Margaron Franklin C, Oiticica Claudio, Lanning David A
Division of Pediatric Surgery, Department of Surgery, Virginia Commonwealth University Medical Center, Richmond, Virginia 23298-0015, USA.
J Laparoendosc Adv Surg Tech A. 2010 Jun;20(5):489-92. doi: 10.1089/lap.2009.0367.
Robotic fundoplication has equivalent safety profiles, hospital stay, and time to alimentation, compared to laparoscopic fundoplication, but is not indicated for routine repair due to higher cost, decreased availability, and longer procedure time. Robotic surgery does offer key advantages over standard laparoscopy by employing internally articulating arms, a stable camera platform, and three dimensional imaging. Children presenting for initial or redo fundoplication after feeding gastrostomy are a subset of patients that may benefit from the robotic approach. Minimal dissection of the phrenoesophageal ligament, in combination with four anchoring sutures from the esophagus to the crura, has been shown to lead to less wrap herniation in children. This technique is particularly difficult in standard laparoscopy without dislodgement of the gastrostomy, particularly if there are abundant adhesions or a replaced left hepatic artery to preserve. In this article, we present 15 children with neurologic impairment and previous gastrostomy who underwent Nissen fundoplication, using the da Vinci surgical robot (Intuitive Surgical, Inc., Sunnyvale, CA). All patients underwent a floppy Nissen fundoplication after crural closure and placement of four anchoring stitches to the crura. Six patients (40%) had redo Nissens and 5 (33.3%) had replaced left hepatic or accessory arteries that were preserved. Seven patients underwent repair of a hiatal hernia and 2 had biologic mesh placed. There were no conversions to open or intraoperative complications. One child had a revision of the gastrostomy site, because the prior percutaneous endoscopic gastrostomy had been placed through the transverse mesocolon. There were only a few minor postoperative complications. All children were doing well at latest follow-up (average, 32 months). The da Vinci surgical robot can be used to safely perform fundoplications in patients with gastrostomy tubes. The articulating instruments allow for the optimal placement of four crural tacking sutures, while preserving the gastrostomy, even in the presence of a replaced left hepatic artery.

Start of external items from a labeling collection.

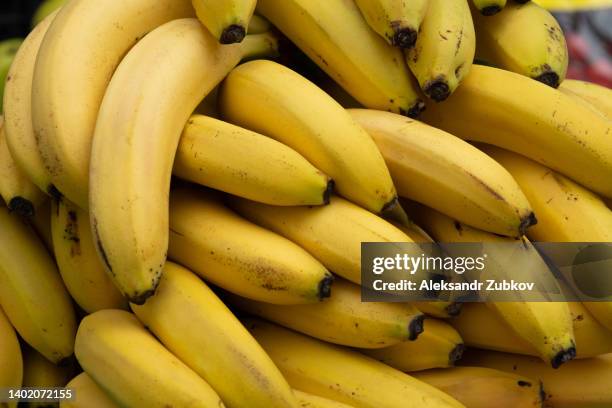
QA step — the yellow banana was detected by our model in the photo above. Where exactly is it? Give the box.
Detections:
[423,65,612,199]
[250,0,424,116]
[355,0,429,48]
[75,309,225,408]
[362,319,464,372]
[51,199,127,313]
[0,206,76,363]
[406,0,476,102]
[132,262,298,408]
[191,0,257,44]
[173,115,333,205]
[229,279,423,349]
[169,190,333,304]
[246,319,463,408]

与腹腔镜胃底折叠术相比,机器人胃底折叠术具有相当的安全性、住院时间和进食时间,但由于成本较高、可及性降低和手术时间较长,不适合常规修复。机器人手术通过使用内部关节臂、稳定的摄像平台和三维成像,确实比标准腹腔镜手术具有关键优势。因喂养胃造口术后前来进行初次或再次胃底折叠术的儿童是可能从机器人手术方法中受益的一部分患者。已表明,对膈食管韧带进行最小程度的分离,并结合从食管到脚的四根锚定缝线,可减少儿童胃底折叠术的包绕疝形成。在不移动胃造口术的情况下,这种技术在标准腹腔镜手术中特别困难,尤其是在存在大量粘连或需要保留替代的左肝动脉时。在本文中,我们介绍了15例有神经功能障碍且先前有胃造口术的儿童,他们使用达芬奇手术机器人(直观外科公司,加利福尼亚州桑尼维尔)接受了nissen胃底折叠术。所有患者在关闭脚并在脚处放置四根锚定缝线后均接受了松弛性nissen胃底折叠术。6例患者(40%)进行了再次nissen手术,5例(33.3%)有替代的左肝或副动脉并得以保留。7例患者进行了食管裂孔疝修复,2例放置了生物补片。没有转为开放手术或术中并发症。1例儿童对胃造口部位进行了修正,因为先前的经皮内镜胃造口术是通过横结肠系膜进行的。术后只有一些轻微并发症。所有儿童在最近一次随访时(平均32个月)情况良好。达芬奇手术机器人可用于安全地为有胃造口管的患者进行胃底折叠术。即使存在替代的左肝动脉,关节器械也能在保留胃造口术的同时实现四根脚固定缝线的最佳放置。